Это «избегнул опасности через крышу» отдает газетным репортажем; в повседневной жизни он наверняка не пользуется выражением «избегнуть опасности»; он пережил не столько аварию, сколько газетный репортаж об аварии, но мне-то что с того? Он не в состоянии предоставить мне сведения о моей рукописи. И про багаж я спросил у молодого человека, который — свежий, важный, возбужденный — шел от груды развалин.
— Да нет, сударь, никто не знает, что с ним! — И по его тональности я понял, что должен радоваться, что руки-ноги целы. — Все навалено, все вперемешку. Дамская обувь… — добавил он, решительно перечеркнув что-то в воздухе, и шмыгнул носом. — Вот разгребут завалы, все прояснится.

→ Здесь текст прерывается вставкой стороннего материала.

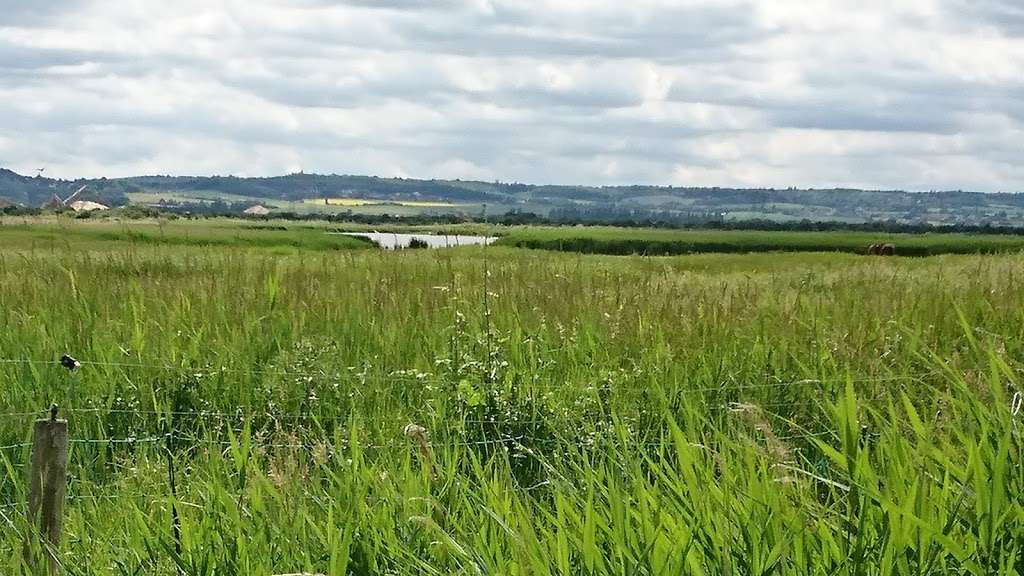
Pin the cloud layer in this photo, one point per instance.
(920, 94)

Дамская обувь…
И я опять замер. Стоял, замерев, предоставленный сам себе, в ночи, между рельсами, стоял и прислушивался к своему сердцу. Будут разгребать завалы. Завалы с моей рукописью. То есть все разворочено, разодрано, видимо, разгромлено. Мой улей, моя художественная пряжа, моя умная лисья нора, моя гордость и каторжный труд, мое лучшее. Что же делать, коли так и будет? У меня не имелось копии того, что уже было написано, подогнано, выковано, что уже жило и звучало, — не говоря уж о заметках и наработках, всей этой сокровищницы материалов, которые я, как хомяк, раздобывал, натаскивал, надергивал, подслушивал годами. Так что же делать? Я внимательно прислушиваюсь к себе и понимаю, что начну все сначала. Да, со зверским терпением, с цепкостью неразвитого живого существа, у коего погубили чудесный, сложный плод его маленького умишки и усердия, после мига смятения и растерянности я снова начну все сначала, и, может, на сей раз дело пойдет немного легче…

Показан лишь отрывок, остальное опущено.